Ознакомительная версия.
– Значит, все это время она могла спокойно войти в мою квартиру и разобраться со мной или натравить на меня наемного убийцу?! Я так и знала! – У Кати на глазах показались слезы. – Ты совершенно не думал о моей безопасности!
– Но, Катенька, я заботился о тебе как мог…
– Простите, что вмешиваюсь, – подала голос Александра. Женщина собралась с последними силами и решила проглотить все услышанные в свой адрес обвинения, чтобы достичь цели. – Но я не виновата в том, что дело получило огласку. Кто знает, почему убили этого несчастного курьера? Как я могла это предугадать?
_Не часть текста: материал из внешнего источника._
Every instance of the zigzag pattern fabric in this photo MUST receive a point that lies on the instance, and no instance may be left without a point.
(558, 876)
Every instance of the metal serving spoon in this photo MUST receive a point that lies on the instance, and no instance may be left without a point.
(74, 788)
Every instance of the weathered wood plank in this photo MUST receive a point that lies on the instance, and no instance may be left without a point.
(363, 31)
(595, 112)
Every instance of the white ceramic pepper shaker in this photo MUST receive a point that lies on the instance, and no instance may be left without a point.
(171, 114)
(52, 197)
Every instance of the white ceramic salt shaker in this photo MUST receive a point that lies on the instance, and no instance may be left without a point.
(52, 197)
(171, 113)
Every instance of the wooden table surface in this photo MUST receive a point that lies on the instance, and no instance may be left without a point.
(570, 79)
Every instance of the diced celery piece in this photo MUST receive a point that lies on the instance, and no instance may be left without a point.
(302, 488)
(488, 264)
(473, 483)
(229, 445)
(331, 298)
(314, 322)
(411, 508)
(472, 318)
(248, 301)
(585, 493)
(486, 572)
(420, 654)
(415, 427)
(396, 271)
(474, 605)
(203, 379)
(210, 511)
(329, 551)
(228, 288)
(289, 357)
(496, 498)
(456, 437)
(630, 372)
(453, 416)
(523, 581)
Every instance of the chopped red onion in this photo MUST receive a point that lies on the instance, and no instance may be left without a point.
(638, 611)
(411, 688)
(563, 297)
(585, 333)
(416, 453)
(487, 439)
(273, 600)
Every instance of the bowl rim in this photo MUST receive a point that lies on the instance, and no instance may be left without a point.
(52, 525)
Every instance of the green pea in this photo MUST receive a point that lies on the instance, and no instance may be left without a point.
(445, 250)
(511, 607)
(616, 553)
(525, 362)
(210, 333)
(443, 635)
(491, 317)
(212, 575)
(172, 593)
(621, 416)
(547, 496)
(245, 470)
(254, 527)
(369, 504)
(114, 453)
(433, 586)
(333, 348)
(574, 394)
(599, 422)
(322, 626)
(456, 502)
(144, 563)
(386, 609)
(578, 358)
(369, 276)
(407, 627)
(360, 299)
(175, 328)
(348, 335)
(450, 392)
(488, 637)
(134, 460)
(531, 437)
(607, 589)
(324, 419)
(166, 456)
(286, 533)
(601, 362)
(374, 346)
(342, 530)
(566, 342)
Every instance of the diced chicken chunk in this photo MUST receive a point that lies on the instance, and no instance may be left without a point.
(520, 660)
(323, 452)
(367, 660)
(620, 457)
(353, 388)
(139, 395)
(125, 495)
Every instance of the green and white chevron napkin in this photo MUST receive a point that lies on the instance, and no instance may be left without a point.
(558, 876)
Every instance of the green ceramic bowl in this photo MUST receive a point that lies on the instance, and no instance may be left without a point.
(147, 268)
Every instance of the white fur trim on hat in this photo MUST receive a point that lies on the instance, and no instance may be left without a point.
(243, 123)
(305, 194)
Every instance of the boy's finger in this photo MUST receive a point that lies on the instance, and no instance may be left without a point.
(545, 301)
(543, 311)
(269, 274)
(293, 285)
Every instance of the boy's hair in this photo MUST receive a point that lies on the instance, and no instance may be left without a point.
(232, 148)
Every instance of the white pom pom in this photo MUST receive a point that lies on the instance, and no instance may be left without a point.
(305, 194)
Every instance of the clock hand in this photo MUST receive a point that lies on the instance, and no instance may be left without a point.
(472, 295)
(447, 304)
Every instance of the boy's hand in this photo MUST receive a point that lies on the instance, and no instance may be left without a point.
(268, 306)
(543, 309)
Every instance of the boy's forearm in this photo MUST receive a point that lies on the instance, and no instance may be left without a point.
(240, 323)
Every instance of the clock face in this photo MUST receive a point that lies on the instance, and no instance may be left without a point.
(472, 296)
Я никогда не подводила своих клиентов, и ваше имя не афишировала… Но что можно было сделать, когда завели уголовное дело… Конечно, пришлось вас назвать…
– Довольно! – величественно бросил Константин Юрьевич. К тому моменту он уже прижимал к груди плачущую Катю. – Наше сотрудничество закончено, панно находится в безопасном месте, и вы можете больше за него не переживать. Конец! Я все сказал! Реставрировать вы его не будете, это даже не обсуждается.
– Но почему?!
– Не собираюсь комментировать.
– Я сделаю это бесплатно! – воскликнула художница, осененная внезапной идеей. – Да, сделаю это просто в качестве извинения! Никто лучше меня не приведет в порядок такую вещь! Неужели вы готовы пожертвовать жизнью редкого произведения искусства из-за своей обиды?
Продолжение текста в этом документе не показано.